Cluster Operations

Health Endpoints

GET /ping for lightweight liveness checks
GET /health/cluster for per-client connectivity and latency data

Observability Endpoints

GET /metrics for Prometheus scrape output
GET /router/registry for live route registry
client stats and drilldown routes under /admin/clients/*

Trace and log sinks

When tracing file sinks are enabled, Athena splits log output by severity:

non-ERROR events into success.log
ERROR events into error.log

Gateway requests also emit structured athena_rs::gateway_trace events. These events are designed for fast incident triage and include request identity, operation/table, status/outcome, duration, backend/cache hints, trace IDs, and row counters in one line.

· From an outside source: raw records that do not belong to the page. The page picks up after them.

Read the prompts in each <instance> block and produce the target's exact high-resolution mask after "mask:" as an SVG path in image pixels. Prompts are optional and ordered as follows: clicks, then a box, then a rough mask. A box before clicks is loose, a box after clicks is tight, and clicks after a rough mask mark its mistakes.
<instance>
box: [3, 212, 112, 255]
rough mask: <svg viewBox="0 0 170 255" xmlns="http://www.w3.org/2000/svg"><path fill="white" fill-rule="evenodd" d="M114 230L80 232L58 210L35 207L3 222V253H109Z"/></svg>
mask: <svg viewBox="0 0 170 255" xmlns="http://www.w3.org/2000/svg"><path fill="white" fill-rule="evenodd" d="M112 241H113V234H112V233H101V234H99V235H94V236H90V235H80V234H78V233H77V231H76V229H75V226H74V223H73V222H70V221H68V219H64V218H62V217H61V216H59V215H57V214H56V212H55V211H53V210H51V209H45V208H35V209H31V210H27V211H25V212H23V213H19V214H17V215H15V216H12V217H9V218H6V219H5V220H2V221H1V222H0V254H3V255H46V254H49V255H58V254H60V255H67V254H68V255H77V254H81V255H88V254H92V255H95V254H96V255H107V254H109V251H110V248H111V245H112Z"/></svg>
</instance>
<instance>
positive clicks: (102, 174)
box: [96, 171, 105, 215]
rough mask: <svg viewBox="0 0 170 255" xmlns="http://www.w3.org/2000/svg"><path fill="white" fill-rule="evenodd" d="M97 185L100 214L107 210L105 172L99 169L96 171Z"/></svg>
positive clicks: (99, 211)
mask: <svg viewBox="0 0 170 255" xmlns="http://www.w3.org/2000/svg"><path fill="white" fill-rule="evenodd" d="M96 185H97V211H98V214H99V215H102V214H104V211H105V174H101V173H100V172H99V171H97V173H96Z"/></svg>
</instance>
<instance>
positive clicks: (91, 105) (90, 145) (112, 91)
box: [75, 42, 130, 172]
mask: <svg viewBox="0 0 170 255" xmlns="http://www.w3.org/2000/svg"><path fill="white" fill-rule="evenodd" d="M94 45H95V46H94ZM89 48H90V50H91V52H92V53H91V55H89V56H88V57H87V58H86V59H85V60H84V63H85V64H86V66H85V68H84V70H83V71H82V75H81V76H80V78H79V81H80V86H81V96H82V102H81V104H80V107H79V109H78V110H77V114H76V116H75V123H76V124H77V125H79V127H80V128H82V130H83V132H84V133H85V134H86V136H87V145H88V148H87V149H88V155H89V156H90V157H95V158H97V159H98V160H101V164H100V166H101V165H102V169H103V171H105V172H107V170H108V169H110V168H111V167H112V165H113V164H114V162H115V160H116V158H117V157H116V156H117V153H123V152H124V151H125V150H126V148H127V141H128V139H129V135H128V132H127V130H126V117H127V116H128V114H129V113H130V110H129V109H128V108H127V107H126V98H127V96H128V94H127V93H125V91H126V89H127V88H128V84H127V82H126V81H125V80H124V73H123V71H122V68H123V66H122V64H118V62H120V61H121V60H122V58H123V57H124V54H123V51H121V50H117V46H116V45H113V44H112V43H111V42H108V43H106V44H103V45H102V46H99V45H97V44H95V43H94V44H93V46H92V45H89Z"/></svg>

Recommended Operational Checks

Verify logging and auth clients are configured.
Confirm route contract availability (/openapi.yaml, /openapi-wss.yaml).
Track queue depth and job statuses for deferred, backup, and clone workflows.
Inspect query optimization and vacuum health routes periodically.
Verify API and daemon ownership are deployed as intended.

Environment Baselines

Ensure ATHENA_CONFIG_PATH is explicit in production deployments.
Confirm Postgres tools are available (pg_dump, pg_restore).
Configure Redis and S3-compatible settings where required.
Enable daemon.enabled only when daemon-owned workers are deployed and supervised outside athena_rs.
Remember that clone jobs never execute in athena_rs; they require athena_daemon or athena_clone_worker.

API And Daemon Split

athena_rs is always the main HTTP and CLI process.
athena-daemon is the bundled worker runtime for clone execution plus migrated workers.
athena_clone_worker is the only supported "split one worker family first" runtime.
Backup, deferred, Typesense, and legacy dedicated binaries are for full worker-per-process layouts or focused debugging, not partial inline replacement.
All runtime processes should share the same control-plane or logging database.

Failure Strategy

Use deferred queue for transient gateway pressure.
Use backup restore APIs for controlled recovery.
Keep audit/logging client healthy for governance visibility.
Use clone job event streams and daemon ids to localize failed clone execution quickly.